Post Carbon Institute, Sierra Club, OVEC and AlterNet have partnered to show us what’s at stake in the fight against coal with a powerful slideshow of recent coal disasters (including the Freedom Industries chemical spill, the Duke Energy ash spill and Tuesday’s slurry spill in West Virginia), mountaintop removal mining, and more. Every image in the photo essay is linked to three meaningful actions that you can take right now to fight back against dirty coal and help protect those effected by coal disasters. We need your help getting the word out; please take a look at the images, take a stand with those effected by the recent spills, and share far and wide.
Thanks to an investigation by our allies at the Waterkeeper Alliance, the DENR is telling residents along the Dan River to "avoid prolonged direct contact" with water from the river as levels of the toxic metal arsenic are at some points more than four times higher than levels deemed safe for human contact. This warning comes days after the same agency said the water was safe — eerily similar to the way events unfolded in West Virginia.
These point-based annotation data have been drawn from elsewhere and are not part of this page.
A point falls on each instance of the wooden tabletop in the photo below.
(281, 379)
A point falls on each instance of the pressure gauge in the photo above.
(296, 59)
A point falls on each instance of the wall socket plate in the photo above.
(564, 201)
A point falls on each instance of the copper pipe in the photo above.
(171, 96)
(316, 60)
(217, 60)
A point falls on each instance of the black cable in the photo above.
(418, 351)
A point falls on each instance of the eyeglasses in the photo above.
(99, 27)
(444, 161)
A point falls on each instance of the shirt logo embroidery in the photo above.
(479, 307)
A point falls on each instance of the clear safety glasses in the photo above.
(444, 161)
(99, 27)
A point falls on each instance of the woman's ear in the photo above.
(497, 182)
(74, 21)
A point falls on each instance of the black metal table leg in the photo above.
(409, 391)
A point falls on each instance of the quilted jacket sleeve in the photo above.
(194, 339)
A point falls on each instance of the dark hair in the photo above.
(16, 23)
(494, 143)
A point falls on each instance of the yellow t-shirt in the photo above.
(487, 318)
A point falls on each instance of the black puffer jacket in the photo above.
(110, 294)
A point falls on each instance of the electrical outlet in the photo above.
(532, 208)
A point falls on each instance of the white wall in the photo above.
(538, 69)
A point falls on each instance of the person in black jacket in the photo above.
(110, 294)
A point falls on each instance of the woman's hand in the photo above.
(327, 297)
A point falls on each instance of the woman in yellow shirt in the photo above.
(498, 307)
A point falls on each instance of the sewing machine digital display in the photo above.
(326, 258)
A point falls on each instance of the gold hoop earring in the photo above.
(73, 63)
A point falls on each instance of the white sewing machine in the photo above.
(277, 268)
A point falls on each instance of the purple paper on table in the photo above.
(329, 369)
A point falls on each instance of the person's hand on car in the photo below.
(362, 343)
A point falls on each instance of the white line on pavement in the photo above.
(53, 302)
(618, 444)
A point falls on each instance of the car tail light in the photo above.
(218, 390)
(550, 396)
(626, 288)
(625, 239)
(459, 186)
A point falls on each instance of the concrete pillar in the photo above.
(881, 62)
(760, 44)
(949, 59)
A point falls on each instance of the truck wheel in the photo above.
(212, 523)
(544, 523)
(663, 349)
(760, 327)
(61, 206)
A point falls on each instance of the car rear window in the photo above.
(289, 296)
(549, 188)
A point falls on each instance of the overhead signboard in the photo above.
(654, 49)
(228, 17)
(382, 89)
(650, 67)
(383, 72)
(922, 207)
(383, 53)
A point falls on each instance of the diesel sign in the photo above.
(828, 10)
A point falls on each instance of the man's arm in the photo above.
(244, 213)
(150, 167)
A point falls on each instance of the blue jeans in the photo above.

The response of state and federal agencies to both of these crises is unacceptable. It took the EPA nearly a month to respond publicly to the water crisis in West Virginia, and in North Carolina, the DENR only admitted to dangerous levels of arsenic in the river after concerned citizens did testing of their own.
From corporate mishandling to federal inaction, the depressing fact is that those under the gun from coal pollution still don’t have much recourse to protect their homes, their safety, or their water.
Many more coal pollution time bombs are ticking on our waterways nationwide, and states are clearly not able to prevent these disasters, nor to respond in time. It’s time to ensure that everyone has the security to expect clean water free from the threat of pollution from coal in any of its forms.